England 1964: Der junge Ganove Pinkie (Sam Riley ) sucht, von Ambitionen zerfressen, unbeirrbar den Weg an die Spitze der Unterwelt Brightons. Der Zeitpunkt für seinen Aufstieg scheint mehr als geeignet, denn alles um ihn herum ist im Umschwung begriffen: Der frühere Boss seiner Gang wurde ermordet, in ganz England toben Jugendkämpfe zwischen Mods und Rockern. Die unbedarfte Kellnerin Rose (Andrea Riseborough) allerdings ist als Mordzeugin ein potentieller Stolperstein, zudem sind ihm die Polizei sowie die konkurrierende Colleoni-Bande dicht auf den Fersen. So scheint alles geradewegs auf eine Katastrophe zuzusteuern...
Die Auszeichnung „European Shooting Star", die Riseborough bei der Berlinale 2011 erhält, klingt nach einem wertlosen Marketingtool. Blöd nur, dass die junge Darstellerin in der Rolle der Rose den Qualitätsnachweis keinesfalls schuldig bleibt. Was Riseboroughs bietet, ist wirklich außergewöhnlich. Auf keine noch so kleine Geste möchte man verzichten, denn mit jedem Moment ihrer Leinwandpräsenz füllt die Jungdarstellerin ihre Figur mit Charisma. Das ist vor allem deshalb so bemerkenswert, weil Rose, gezeichnet als naive Unschuld, ebensogut durch zu viel Zurücknahme auch hätte verblassen oder durch zu wenig Subtilität zur Klischeeheiligen hätte verkommen können. Riseborough jedoch schafft es, Rose zwar allegorisch zu überhöhen, ihr dabei jedoch nie ihre Wahrhaftigkeit zu rauben. Sam Riley ist ihr fast ebenbürtig in seiner gleichermaßen anspruchsvollen Rolle des Pinkie, der zwar zu neun Zehnteln Schuft ist, aber eben auch mit einem Quentchen Sensibilität ausgestattet sein muss – dieses delikate Mischverhältnis bringt Riley chemisch präzise auf die Leinwand.
Ein großer Teil der schwarzen Magie von „Brighton Rock" entsteht durch die Bilder. Es ist erstaunlich, wie anders sich die Kameraarbeit und -philosophie von John Mathieson, der unter anderem auch für die Aufnahmen zu Ridley Scotts „Königreich der Himmel" verantwortlich zeichnet, im Rahmen eines stilbewussten Films wie „Brighton Rock" ausnehmen. Immer variabel und mit einem unerschöpflichen Vorrat guter Ideen photographiert er jede Szene, als müsse sie monolithisch den gesamten Film tragen. Mathiesons tiefseeblau getünchte Aufnahmen schmiegen sich eng an den hervorragenden Score, der jazzige Film-Noir-Anklänge mit klassisch dramatischen Orchestralsätzen verschmilzt.
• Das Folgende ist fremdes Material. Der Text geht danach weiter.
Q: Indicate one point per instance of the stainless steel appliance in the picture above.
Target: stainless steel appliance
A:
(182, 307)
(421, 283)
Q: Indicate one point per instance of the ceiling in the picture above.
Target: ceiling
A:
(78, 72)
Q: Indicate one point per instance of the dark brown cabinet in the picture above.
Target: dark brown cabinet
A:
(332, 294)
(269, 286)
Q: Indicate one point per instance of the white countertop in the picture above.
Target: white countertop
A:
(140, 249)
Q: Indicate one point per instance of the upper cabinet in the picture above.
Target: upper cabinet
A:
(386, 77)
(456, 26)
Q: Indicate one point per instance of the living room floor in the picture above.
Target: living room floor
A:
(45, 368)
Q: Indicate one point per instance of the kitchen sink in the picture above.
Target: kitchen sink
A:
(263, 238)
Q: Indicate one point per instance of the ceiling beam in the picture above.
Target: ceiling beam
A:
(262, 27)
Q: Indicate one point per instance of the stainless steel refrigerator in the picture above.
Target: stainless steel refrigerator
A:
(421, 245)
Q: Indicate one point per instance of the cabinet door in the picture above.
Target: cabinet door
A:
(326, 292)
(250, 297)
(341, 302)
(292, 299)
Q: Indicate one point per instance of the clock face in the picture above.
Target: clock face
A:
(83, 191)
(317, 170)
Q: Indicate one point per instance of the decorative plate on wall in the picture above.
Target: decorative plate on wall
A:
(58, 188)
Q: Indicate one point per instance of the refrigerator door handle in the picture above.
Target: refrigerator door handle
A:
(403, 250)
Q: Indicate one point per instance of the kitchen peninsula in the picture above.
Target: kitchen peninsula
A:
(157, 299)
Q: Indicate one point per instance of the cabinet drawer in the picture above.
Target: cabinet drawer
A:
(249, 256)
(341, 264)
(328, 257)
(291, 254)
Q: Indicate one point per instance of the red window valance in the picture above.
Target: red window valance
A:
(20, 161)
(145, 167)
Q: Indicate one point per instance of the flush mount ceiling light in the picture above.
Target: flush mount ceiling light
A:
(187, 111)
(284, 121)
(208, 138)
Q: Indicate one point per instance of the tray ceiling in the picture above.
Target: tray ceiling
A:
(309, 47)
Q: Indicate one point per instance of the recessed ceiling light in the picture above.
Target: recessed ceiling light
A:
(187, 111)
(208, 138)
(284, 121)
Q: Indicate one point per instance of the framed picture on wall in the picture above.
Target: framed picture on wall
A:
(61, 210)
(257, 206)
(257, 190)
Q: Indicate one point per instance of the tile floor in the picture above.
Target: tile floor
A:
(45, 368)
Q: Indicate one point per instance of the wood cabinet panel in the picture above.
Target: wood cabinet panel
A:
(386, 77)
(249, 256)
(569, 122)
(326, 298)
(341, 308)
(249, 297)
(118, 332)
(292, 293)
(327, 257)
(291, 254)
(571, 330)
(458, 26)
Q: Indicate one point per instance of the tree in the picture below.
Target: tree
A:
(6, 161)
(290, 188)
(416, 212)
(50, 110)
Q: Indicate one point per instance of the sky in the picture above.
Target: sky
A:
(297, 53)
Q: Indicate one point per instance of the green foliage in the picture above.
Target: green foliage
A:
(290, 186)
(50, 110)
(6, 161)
Joffes Idee, die Handlung der Buchvorlage von Graham Greene von 1930 in die 1960er zu verlegen, erweist sich als effektiv, denn so erfährt die Zerreißprobe der Hauptfiguren einigen zusätzlichen Rückenwind: Der Zuschauer spürt nicht nur den Sturm in der Beziehung zwischen Pinkie und Rose von Beginn an heraufziehen, sondern auch jenen, der die britische Gesellschaft der Sechzigerjahre erfasst; eine synergetische Verbindung, die den Eindruck der drohenden Apokalypse potenziert und das Publikum den gesamten Film über in ängstlicher Erwartung hält.
Kritisch könnte man höchstens anmerken, dass die emotionale Grundlage der Beziehung zwischen Pinkie und Rose kaum erörtert wird, anderseits jedoch erscheint Besessenheit – gerade angesichts des fiebrigen Spiels von Riseborough – als absolut plausibles Motiv. Zudem werden die Figuren durch die dichte Bildsprache und die hervorragenden Darstellerleistung sicher vertaut. Ein beeindruckendes Regiedebüt, das als dunkle Parabel über die verzehrende Gier der Jugend und die Gnadenlosigkeit obsessiver Liebe furchterregend überzeugend geraten ist.